Baldwin also helped design and build the White Wing airplane and the Red Wing, piloting the latter in a public demonstration of powered aircraft flight at Hammondsport, New York in 1908.

In the summer of 1908, Casey Baldwin and Alexander Graham Bell began discussing powered watercraft and began building and testing various types before turning to the construction of an aircraft that could take off from water that the two called a "hydrodrome." While the project was temporarily shelved, in 1919 Baldwin built the HD-4 hydrofoil that set a world water speed record of 114 km/h on Bras d'Or Lake. However, the watercraft was not a commercial success and the HD-4 project was ended in 1921.

Following the death of Alexander Graham Bell (August 2, 1922), Casey Baldwin continued boat building and experimenting in hydrofoils in Cape Breton as Director of Graham Bell Laboratories. Bell's last words in 1922 were "Stand by Casey," an encouragement to his family to continue Baldwin's work. A local celebrity, in 1933 Baldwin was elected to the Provincial Legislature as the member from Victoria County.

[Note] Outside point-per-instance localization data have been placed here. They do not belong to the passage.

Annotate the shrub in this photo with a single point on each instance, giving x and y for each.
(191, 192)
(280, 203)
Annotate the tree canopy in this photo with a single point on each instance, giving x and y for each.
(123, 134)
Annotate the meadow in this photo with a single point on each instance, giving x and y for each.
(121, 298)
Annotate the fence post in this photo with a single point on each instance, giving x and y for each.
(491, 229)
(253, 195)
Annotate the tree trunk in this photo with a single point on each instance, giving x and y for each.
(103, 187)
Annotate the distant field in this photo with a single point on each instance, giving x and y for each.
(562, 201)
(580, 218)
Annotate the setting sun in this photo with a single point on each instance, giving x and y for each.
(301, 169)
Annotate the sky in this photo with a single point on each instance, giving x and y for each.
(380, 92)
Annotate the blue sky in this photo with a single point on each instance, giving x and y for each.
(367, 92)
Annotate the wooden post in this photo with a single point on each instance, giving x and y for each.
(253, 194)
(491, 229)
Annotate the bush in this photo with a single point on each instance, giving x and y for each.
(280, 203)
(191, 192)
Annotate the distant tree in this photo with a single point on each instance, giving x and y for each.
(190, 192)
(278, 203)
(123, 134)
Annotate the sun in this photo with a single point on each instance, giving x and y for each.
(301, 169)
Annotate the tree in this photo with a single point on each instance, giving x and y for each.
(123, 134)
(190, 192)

He was one of the founders of the Cruising Club of America.

Casey Baldwin died in Beinn Bhreagh, Nova Scotia in 1948. Following its creation, in 1974 he was inducted posthumously into Canada's Aviation Hall of Fame. In his honour, the Casey Baldwin Award is granted annually by the Canadian Aeronautics and Space Institute to the authors of the best paper published in the Canadian Aeronautics and Space Journal.